Questions to ask your thigh lift surgeon
Use this checklist as a guide during your thigh lift surgery consultation:
- Are you certified by the American Board of Plastic Surgery?
- Were you trained specifically in the field of plastic surgery?
- How many years of plastic surgery training have you had?
- Do you have hospital privileges to perform this procedure? If so, at which hospitals?
- Is the office-based surgical facility accredited by a nationally- or state-recognized accrediting agency, or is it state-licensed or Medicare-certified?
- Am I a good candidate for this procedure?
- What will be expected of me to get the best results?
- Where and how will you perform my procedure?
- What surgical technique is recommended for me?
- How long of a recovery period can I expect, and what kind of help will I need during my recovery?
- What are the risks and complications associated with my procedure?
- How are complications handled?
- How can I expect my thighs to look over time?
- What are my options if I am dissatisfied with the cosmetic outcome of my thigh lift?
- Do you have before-and-after photos I can look at for this procedure and what results are reasonable for me?
Choose a thigh lift surgeon you can trust
Thigh lift surgery involves many choices.
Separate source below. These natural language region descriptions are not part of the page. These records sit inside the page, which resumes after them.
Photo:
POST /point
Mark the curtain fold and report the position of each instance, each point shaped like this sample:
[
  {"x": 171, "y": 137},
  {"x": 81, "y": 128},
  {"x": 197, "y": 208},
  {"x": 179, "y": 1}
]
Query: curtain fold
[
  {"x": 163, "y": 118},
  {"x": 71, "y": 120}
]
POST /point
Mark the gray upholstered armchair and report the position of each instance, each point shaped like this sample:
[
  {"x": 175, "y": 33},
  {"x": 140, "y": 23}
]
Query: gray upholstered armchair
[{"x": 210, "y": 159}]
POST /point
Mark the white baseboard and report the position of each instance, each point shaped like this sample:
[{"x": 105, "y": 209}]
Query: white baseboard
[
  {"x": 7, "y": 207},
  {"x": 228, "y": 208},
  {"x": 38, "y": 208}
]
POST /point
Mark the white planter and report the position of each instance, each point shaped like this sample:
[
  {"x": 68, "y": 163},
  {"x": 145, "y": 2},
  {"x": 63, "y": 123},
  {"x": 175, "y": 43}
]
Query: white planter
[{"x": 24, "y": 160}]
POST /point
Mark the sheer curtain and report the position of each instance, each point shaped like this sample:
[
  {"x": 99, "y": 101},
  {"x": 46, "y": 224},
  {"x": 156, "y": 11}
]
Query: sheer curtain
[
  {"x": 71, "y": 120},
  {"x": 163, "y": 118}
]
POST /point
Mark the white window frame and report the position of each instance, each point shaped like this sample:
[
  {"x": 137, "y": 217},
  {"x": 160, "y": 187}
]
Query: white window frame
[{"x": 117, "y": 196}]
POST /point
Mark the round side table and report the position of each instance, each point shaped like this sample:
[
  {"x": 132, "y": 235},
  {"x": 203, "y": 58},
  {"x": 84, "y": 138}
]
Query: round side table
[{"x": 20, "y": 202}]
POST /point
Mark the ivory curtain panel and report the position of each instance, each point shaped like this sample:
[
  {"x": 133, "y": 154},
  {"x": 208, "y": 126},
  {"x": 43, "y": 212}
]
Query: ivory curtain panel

The first and most important is selecting a member of the American Society of Plastic Surgeons (ASPS) surgeon you can trust.
- ASPS member surgeons meet rigorous standards:
- Board certification by the American Board of Plastic Surgery® (ABPS) or in Canada by The Royal College of Physicians and Surgeons of Canada®
- Complete at least six years of surgical training following medical school with a minimum of three years of plastic surgery residency training
- Pass comprehensive oral and written exams
- Graduate from an accredited medical school
- Complete continuing medical education, including patient safety, each year
- Perform surgery in accredited, state-licensed, or Medicare-certified surgical facilities
Do not be confused by other official sounding boards and certifications.
The ABPS is recognized by the American Board of Medical Specialties (ABMS), which has approved medical specialty boards since 1934. There is no ABMS recognized certifying board with “cosmetic surgery” in its name.
By choosing a member of the American Society of Plastic Surgeons, you can be assured that you are choosing a qualified, highly trained plastic surgeon who is board-certified by the ABPS or The Royal College of Physicians and Surgeons of Canada.